A host of biological changes accompany the aging processes that have potential implications for cancer treatment planning and decision-making. Gradual losses in overall physiological and/or functional reserve are a hallmark of aging. Loses in renal function, hepatic function, muscle mass and strength, cardiac functional reserve, and pulmonary reserve all commonly accompany the aging process. These aging-related loses culminate in a reduced ability to adapt to stressful circumstances—such as surgery, chemotherapy, or radiation therapy—and increase the rate of potential complications. For example, age-dependent loses in skeletal muscle occur as early as the 4th decade of life and progress linearly with increasing age. With the increased use of routine computed tomography (CT) to assess body composition, numerous oncological studies have repeatedly demonstrated an association of low muscle mass with increased chemotherapy toxicities, surgical complications, hospitalizations, and reduced survival.

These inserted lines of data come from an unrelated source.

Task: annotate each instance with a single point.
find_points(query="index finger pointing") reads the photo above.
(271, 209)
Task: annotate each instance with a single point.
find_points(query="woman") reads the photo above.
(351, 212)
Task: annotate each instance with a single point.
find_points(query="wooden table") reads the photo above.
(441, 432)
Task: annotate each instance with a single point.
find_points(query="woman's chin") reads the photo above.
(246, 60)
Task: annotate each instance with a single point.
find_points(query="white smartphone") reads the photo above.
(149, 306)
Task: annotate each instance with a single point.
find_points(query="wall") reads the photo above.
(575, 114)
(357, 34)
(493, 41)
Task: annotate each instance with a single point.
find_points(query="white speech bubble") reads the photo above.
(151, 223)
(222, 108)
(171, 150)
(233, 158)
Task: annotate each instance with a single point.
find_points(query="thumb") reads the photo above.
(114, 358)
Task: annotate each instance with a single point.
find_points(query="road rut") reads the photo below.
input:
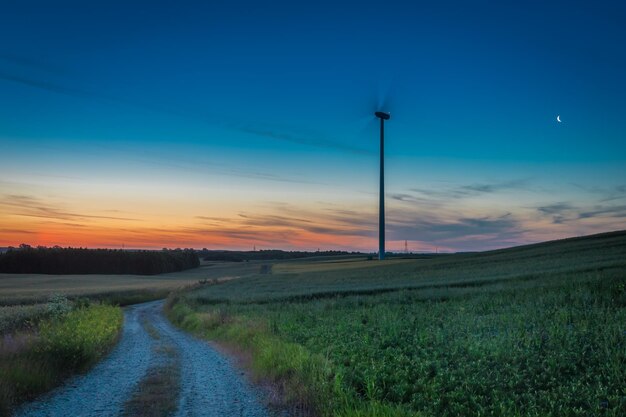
(210, 385)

Similarly, cardiorespiratory fitness declines with increasing age and can be measured by assessing peak oxygen consumption, known as VO 2 max. Low VO 2 max is an independent predictor of survival in patients with breast and lung cancer. Moreover, cancer and cancer treatments can also result in accelerated declines in both cardiorespiratory fitness and muscle mass that may have implications for cancer survival care in older adults. Becoming familiar with these age-related physiological changes and how they may impact cancer therapies is an important part of providing appropriately tailored treatments and survival care to the growing number of older adults with cancer.

As older adults age, they are increasingly likely to develop a physical or cognitive impairment that limits their ability to function and/or live independently. Many older adults with such limitations require assistance and support from family and/or friends to accomplish routine tasks, such as transportation to and from appointments or assistance with taking daily medications. Over half (58.5%) of older adults between the ages of 85 to 90 years receive caregiver assistance and, in adults over the age of 90, only a minority (24%) of individuals do not require assistance. Older adults are also at increased risk for disruptions to their social relationships, with 60% of women and 22% of men becoming widowed by their mid-70s and about half of older adults over the age of 85 years reporting the loss of a close friend in the past year. Assessing the social support system of older patients and identifying the role of caregivers is an important part of cancer treatment planning in older adults and may have significant implications for treatment (especially those who require frequent clinic visits). Patients without adequate social support may be at increased risk of health-related reduced quality of life and increased mortality. These individuals can often benefit from meeting with a social worker to identify available community resources.